See supra note 27 and accompanying text.
The standard to which Berry and Rexam agreed is not whether it is possible that the PBGC will elect to enforce. The parties seemingly sought to avoid such speculation. Instead, they agreed upon "threatened" and, while Berry's apprehension is certainly understandable, the PBGC did not threaten to take action. It is a fine line, but sometimes fine lines must be drawn.
Accordingly, judgment on the pleadings will be entered in favor of Rexam and against Berry.

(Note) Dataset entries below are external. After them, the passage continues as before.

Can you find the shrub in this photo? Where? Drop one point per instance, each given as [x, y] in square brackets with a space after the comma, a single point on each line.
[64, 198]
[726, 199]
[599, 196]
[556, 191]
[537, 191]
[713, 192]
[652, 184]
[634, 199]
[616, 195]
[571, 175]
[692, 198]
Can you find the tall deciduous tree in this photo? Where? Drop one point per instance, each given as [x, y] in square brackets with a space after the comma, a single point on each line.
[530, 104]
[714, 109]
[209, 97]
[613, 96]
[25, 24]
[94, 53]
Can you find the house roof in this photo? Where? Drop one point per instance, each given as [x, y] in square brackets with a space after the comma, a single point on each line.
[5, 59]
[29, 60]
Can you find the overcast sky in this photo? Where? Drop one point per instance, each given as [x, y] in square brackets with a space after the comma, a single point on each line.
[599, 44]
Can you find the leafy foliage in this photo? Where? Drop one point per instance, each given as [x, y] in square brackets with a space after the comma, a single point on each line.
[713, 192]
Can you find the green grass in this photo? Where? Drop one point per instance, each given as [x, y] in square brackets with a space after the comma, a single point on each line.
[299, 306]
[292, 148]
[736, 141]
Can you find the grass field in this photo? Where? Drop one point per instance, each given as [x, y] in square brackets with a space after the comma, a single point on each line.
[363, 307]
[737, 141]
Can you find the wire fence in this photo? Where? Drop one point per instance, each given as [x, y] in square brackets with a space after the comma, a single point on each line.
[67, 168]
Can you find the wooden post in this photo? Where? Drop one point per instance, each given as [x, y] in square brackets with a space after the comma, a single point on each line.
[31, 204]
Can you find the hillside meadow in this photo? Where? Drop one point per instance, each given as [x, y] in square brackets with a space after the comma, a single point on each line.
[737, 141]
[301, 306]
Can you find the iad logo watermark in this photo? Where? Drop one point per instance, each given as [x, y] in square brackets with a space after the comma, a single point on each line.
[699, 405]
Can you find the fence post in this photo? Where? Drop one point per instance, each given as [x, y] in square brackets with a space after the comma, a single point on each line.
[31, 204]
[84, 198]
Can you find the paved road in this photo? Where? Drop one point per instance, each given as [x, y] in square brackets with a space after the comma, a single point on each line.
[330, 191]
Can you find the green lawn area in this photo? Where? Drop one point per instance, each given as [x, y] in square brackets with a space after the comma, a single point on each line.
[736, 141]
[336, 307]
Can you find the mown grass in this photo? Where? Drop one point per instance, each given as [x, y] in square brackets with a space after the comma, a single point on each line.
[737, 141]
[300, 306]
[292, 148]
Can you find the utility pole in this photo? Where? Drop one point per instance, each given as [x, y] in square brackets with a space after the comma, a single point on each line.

Berry suggests that Rexam cannot be entitled to judgment on the pleadings because there are facts that need to be developed. If the question were simply: what is the PBGC going to do?—then discovery might be necessary. The focus, however, as framed by the Side Letter, is on whether the PBGC "threatened" to take action, and that is to be determined by the communications from the PBGC and actions of the PBGC. The Side Letter is not ambiguous, and the issue is dependent upon an objective assessment of the PBGC's conduct, not a subjective evaluation of what it might be thinking. Thus, judgment on the pleadings is appropriate, and Berry's motion for summary judgment must be denied. In short, there are no disputed material facts that obstruct the grant of judgment in this instance. --------
Counsel are requested to confer and to submit an implementing form of order.